For those reading this, shocked and with their mouths agape, staring at a screen and trying to parse everything that has happened, here’s a recap:
- The lead solicitor for the Legal Services department of Avon & Somerset constabulary has confirmed that Regulation 33 PIBR 2006 cannot be used to punish the withdrawal of medical consent. Despite this, he is fully prepared to deceive a member of the public into believing that their injury award can be punitively reduced by suggestion alone. This policy had been redacted as a means of censorship to avoid the ensuing scandal.
- The force medical advisor of the same police force that employed a doctor (now deceased), whose actions are currently under investigation for dozens of sex attacks on young officers during medical examinations, has taken it upon himself to revisit final statutory decisions by looking whether all the ill-health retirements decided by the police pension authority, over a period of 30 years, were unlawful. This policy had been redacted as a means of censorship to avoid the ensuing scandal.
You might think that sounds conspiratorial. It is.
This is more than just isolated bad-apples. The utterings of those who attended these IOD liaison meeting meetings was not redacted by them – powers above them allowed this happen. Another internal department would’ve been complicit in deciding to remove whatever they considered sensational: Corporate Information Management, Legal Services and no doubt, members of the senior executive team must have had a role to authorise this.
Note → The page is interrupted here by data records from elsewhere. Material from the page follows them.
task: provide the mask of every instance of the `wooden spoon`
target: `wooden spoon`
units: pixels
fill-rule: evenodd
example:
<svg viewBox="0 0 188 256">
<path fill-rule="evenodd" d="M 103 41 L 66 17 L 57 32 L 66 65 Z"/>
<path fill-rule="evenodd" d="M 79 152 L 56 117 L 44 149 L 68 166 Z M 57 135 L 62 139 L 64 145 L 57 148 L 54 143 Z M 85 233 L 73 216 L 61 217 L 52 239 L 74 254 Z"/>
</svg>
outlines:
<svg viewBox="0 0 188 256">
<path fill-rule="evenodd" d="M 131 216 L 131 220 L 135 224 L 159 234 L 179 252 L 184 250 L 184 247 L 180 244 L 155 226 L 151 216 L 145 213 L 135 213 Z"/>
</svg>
You can imagine how it was said, with a red-faced senior figure screaming “whatever you do, don’t let that get out!”
What does it say about the culture of ethics existing in such an organisation that allows a cover-up to evolve into a conspiracy.
When a member of Parliament gives such a damning speech in the House of Commons – Mr Ian Liddell-Grainger (Bridgwater and West Somerset) (Con) on the Chief Constable Of Avon And Somerset Police Force – there is clearly a systemic ‘rotten barrel’ explanation that permeates through the senior management subculture.
From this point onwards do not give the police force you served with the benefit of the doubt. When you are sent a threatening letter, think that they are probably lying and trying to coerce you to do something you have no lawful obligation to do.
If you are disclosed heavily redacted information then demand them to explain the exemption applied. If they refuse to explain why each and every sentence has been blacked out then take the matter to the ICO.
The minutes should be specific to the matter being minuted. You asked for disclosure from that meeting and therefore everything talked about, excluding the obvious personal information, should be in play for disclosure.
Hiding behind a veil of secrecy is an act deployed by Soviet Union’s KGB and East Germany’s Stasi. It is unforgivable for such tactics to be seen in the UK.
As our skin crawls, it is worth forcing ourselves to look at the reality – we must confront not only the scale of these abused, disabled victims but also this country’s failure to help them.